There's certainly nothing I'd be tempted to describe as "women... sharing a top man". Which for that matter, seems largely absent from your description of the state of play, as well; and this is especially true when you fill the ellipsis back in, because I certainly can't think of anything that could plausibly be described as an active preference for this on the part of women, even of the revealed variety. As has been pointed out before, ideas often assumed here, like that and the whole "alpha fucks, beta bucks" notion, IME exist primarily in the minds of incels and MRAs, and hardly at all in real life.

It's possible my crowd and I are older than the people you have in mind, but the pattern doesn't change that much when you go back to our teens and twenties. Far more frequent changes of partner, certainly, and more (but still not all that many) actively poly arrangements, but only one that I would be tempted to describe using anything close to the text I quoted.

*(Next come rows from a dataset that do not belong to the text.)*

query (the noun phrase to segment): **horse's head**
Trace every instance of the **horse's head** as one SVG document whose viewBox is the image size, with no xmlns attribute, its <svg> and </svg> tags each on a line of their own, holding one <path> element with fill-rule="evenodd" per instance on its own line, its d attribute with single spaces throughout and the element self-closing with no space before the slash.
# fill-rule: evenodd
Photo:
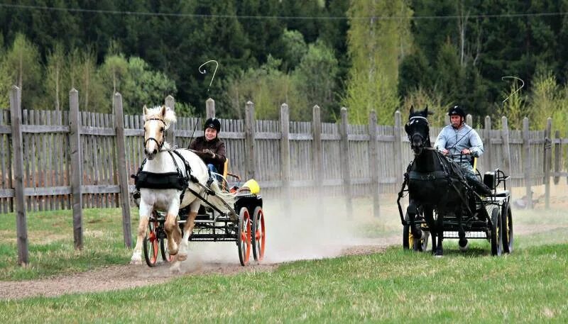
<svg viewBox="0 0 568 324">
<path fill-rule="evenodd" d="M 175 123 L 175 113 L 170 107 L 162 106 L 144 112 L 144 154 L 148 160 L 153 160 L 163 148 L 168 148 L 165 143 L 165 131 L 172 123 Z"/>
<path fill-rule="evenodd" d="M 408 123 L 404 125 L 404 130 L 408 135 L 410 148 L 415 155 L 421 154 L 425 147 L 432 147 L 430 144 L 430 127 L 428 125 L 428 106 L 422 111 L 415 111 L 414 106 L 410 107 L 410 115 Z"/>
</svg>

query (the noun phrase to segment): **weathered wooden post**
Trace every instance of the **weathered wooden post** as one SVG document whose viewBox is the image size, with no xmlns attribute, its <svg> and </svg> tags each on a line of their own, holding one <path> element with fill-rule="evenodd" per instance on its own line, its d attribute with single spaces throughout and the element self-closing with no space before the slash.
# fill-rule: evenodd
<svg viewBox="0 0 568 324">
<path fill-rule="evenodd" d="M 211 98 L 205 101 L 205 113 L 207 119 L 215 118 L 215 101 Z"/>
<path fill-rule="evenodd" d="M 246 179 L 253 179 L 256 159 L 254 156 L 254 104 L 247 101 L 245 106 L 244 116 L 244 142 L 245 142 L 245 167 Z"/>
<path fill-rule="evenodd" d="M 173 111 L 175 111 L 175 99 L 174 99 L 174 98 L 173 98 L 173 96 L 172 96 L 172 95 L 168 95 L 167 97 L 165 97 L 165 106 L 166 107 L 170 107 L 170 108 Z M 122 106 L 122 96 L 121 96 L 121 106 Z M 116 114 L 115 114 L 115 116 L 116 116 Z M 122 129 L 123 130 L 124 129 L 124 126 L 123 126 Z M 170 128 L 168 128 L 168 133 L 165 134 L 165 140 L 168 143 L 170 143 L 172 145 L 175 144 L 175 123 L 173 123 L 171 125 L 170 125 Z M 129 236 L 129 237 L 130 237 L 130 236 Z"/>
<path fill-rule="evenodd" d="M 523 118 L 523 166 L 525 169 L 525 190 L 527 196 L 527 208 L 532 208 L 532 190 L 530 188 L 530 136 L 528 129 L 528 118 Z"/>
<path fill-rule="evenodd" d="M 79 92 L 69 91 L 69 145 L 71 149 L 71 191 L 73 195 L 73 240 L 75 249 L 83 247 L 83 201 L 81 184 L 83 160 L 81 156 L 81 119 L 79 116 Z"/>
<path fill-rule="evenodd" d="M 509 126 L 507 117 L 501 117 L 501 139 L 503 140 L 503 161 L 505 162 L 503 172 L 505 174 L 510 177 L 510 150 L 509 147 Z"/>
<path fill-rule="evenodd" d="M 320 106 L 314 106 L 312 111 L 312 150 L 313 152 L 313 162 L 312 165 L 314 168 L 314 189 L 318 195 L 318 201 L 322 201 L 322 190 L 323 190 L 323 150 L 322 149 L 322 119 Z"/>
<path fill-rule="evenodd" d="M 373 215 L 381 216 L 378 186 L 378 143 L 377 143 L 377 113 L 371 111 L 368 116 L 368 155 L 371 170 L 371 192 L 373 195 Z"/>
<path fill-rule="evenodd" d="M 170 96 L 168 96 L 169 97 Z M 172 97 L 173 99 L 173 97 Z M 128 168 L 126 167 L 126 150 L 124 140 L 124 117 L 122 111 L 122 96 L 118 92 L 114 94 L 114 124 L 116 128 L 116 162 L 119 169 L 119 185 L 120 186 L 120 200 L 122 206 L 122 234 L 124 236 L 124 245 L 132 247 L 132 234 L 130 224 L 130 204 L 129 196 Z M 172 108 L 170 106 L 170 108 Z M 172 132 L 173 133 L 173 132 Z"/>
<path fill-rule="evenodd" d="M 549 117 L 546 120 L 546 130 L 545 130 L 545 208 L 550 208 L 550 169 L 552 169 L 552 118 Z"/>
<path fill-rule="evenodd" d="M 288 105 L 280 106 L 280 127 L 282 137 L 280 139 L 280 172 L 282 190 L 285 206 L 290 206 L 290 114 Z"/>
<path fill-rule="evenodd" d="M 18 264 L 29 263 L 28 248 L 28 221 L 23 195 L 23 146 L 22 140 L 21 90 L 13 86 L 10 91 L 10 116 L 12 124 L 13 148 L 13 194 L 16 201 L 16 235 L 18 244 Z"/>
<path fill-rule="evenodd" d="M 341 160 L 343 175 L 343 188 L 347 206 L 347 217 L 353 217 L 353 203 L 351 188 L 351 166 L 349 165 L 349 139 L 347 124 L 347 108 L 342 107 L 342 121 L 339 124 L 339 135 L 341 136 Z"/>
<path fill-rule="evenodd" d="M 495 169 L 495 164 L 493 162 L 493 147 L 491 146 L 491 118 L 488 116 L 485 116 L 485 143 L 484 143 L 484 155 L 485 155 L 486 171 Z"/>
<path fill-rule="evenodd" d="M 403 138 L 402 138 L 402 116 L 400 112 L 396 111 L 395 113 L 395 126 L 393 128 L 394 135 L 394 160 L 395 160 L 395 179 L 397 186 L 403 183 L 404 177 L 403 171 L 405 163 L 403 162 Z M 407 162 L 408 163 L 408 162 Z"/>
<path fill-rule="evenodd" d="M 562 142 L 560 138 L 560 131 L 555 131 L 555 184 L 558 184 L 560 181 L 560 177 L 558 174 L 560 172 L 560 160 L 562 157 Z"/>
</svg>

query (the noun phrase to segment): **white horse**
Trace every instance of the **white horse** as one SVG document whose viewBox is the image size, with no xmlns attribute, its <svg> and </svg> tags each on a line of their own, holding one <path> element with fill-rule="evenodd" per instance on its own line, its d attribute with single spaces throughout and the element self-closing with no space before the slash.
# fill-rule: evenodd
<svg viewBox="0 0 568 324">
<path fill-rule="evenodd" d="M 153 173 L 175 172 L 175 164 L 172 155 L 175 159 L 182 174 L 185 174 L 185 166 L 182 160 L 175 153 L 170 155 L 168 151 L 170 145 L 165 141 L 165 132 L 173 123 L 175 123 L 175 114 L 169 107 L 163 106 L 148 109 L 144 106 L 144 154 L 146 163 L 142 171 Z M 183 158 L 189 163 L 192 174 L 197 181 L 206 186 L 209 179 L 207 167 L 196 154 L 189 150 L 178 149 Z M 189 188 L 203 196 L 205 189 L 189 181 Z M 216 181 L 209 188 L 215 192 L 210 195 L 207 201 L 223 212 L 229 212 L 224 201 L 232 206 L 234 196 L 222 192 Z M 168 248 L 170 255 L 177 255 L 177 261 L 172 268 L 179 269 L 179 262 L 187 257 L 188 238 L 193 230 L 194 220 L 202 201 L 188 190 L 185 191 L 183 201 L 180 201 L 182 191 L 175 189 L 153 189 L 141 188 L 140 189 L 140 223 L 138 226 L 136 245 L 132 254 L 131 264 L 142 263 L 142 242 L 146 236 L 150 216 L 153 210 L 166 212 L 165 230 L 168 236 Z M 180 208 L 190 206 L 190 214 L 183 228 L 183 237 L 178 225 L 178 213 Z"/>
</svg>

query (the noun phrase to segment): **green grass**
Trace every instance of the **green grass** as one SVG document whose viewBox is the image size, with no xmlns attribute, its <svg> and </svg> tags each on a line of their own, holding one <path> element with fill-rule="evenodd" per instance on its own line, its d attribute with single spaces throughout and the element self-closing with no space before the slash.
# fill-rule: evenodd
<svg viewBox="0 0 568 324">
<path fill-rule="evenodd" d="M 520 240 L 527 240 L 522 238 Z M 486 250 L 486 249 L 485 249 Z M 0 302 L 10 323 L 566 323 L 568 245 L 501 257 L 404 252 L 195 275 L 97 294 Z"/>
<path fill-rule="evenodd" d="M 136 227 L 137 213 L 132 213 Z M 30 264 L 18 265 L 14 214 L 0 214 L 0 280 L 23 280 L 128 263 L 119 209 L 83 210 L 83 245 L 73 245 L 71 211 L 28 213 Z"/>
</svg>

Wait until you see how they carve up Canada, especially Ontario. The center of the country is in Western Canada, not Central Canada. Northern Ontario is well west of Western Ontario, and (at least going by the physical map rather than, say, one that showed population density) is not particularly far north. It's confusing even for us, sometimes.

The second sentence of this post does make sense, but I don't see how it's related to the first sentence. It looks more like an argument for a more robust and technologically sophisticated system for tracking voter registrations. In principle, that need not involve any change in the laws at all.

In practice, it probably would, in the specific case of Florida in 2022, but only because the system has been made intentionally confusing, if not incoherent. Implementing such a system would require creating clear rules a computer can administer, which might not exist to be programmed in without reforms to the law. I would probably be in favour of this, but that's partly because I think clear rules would make voting easier, not harder.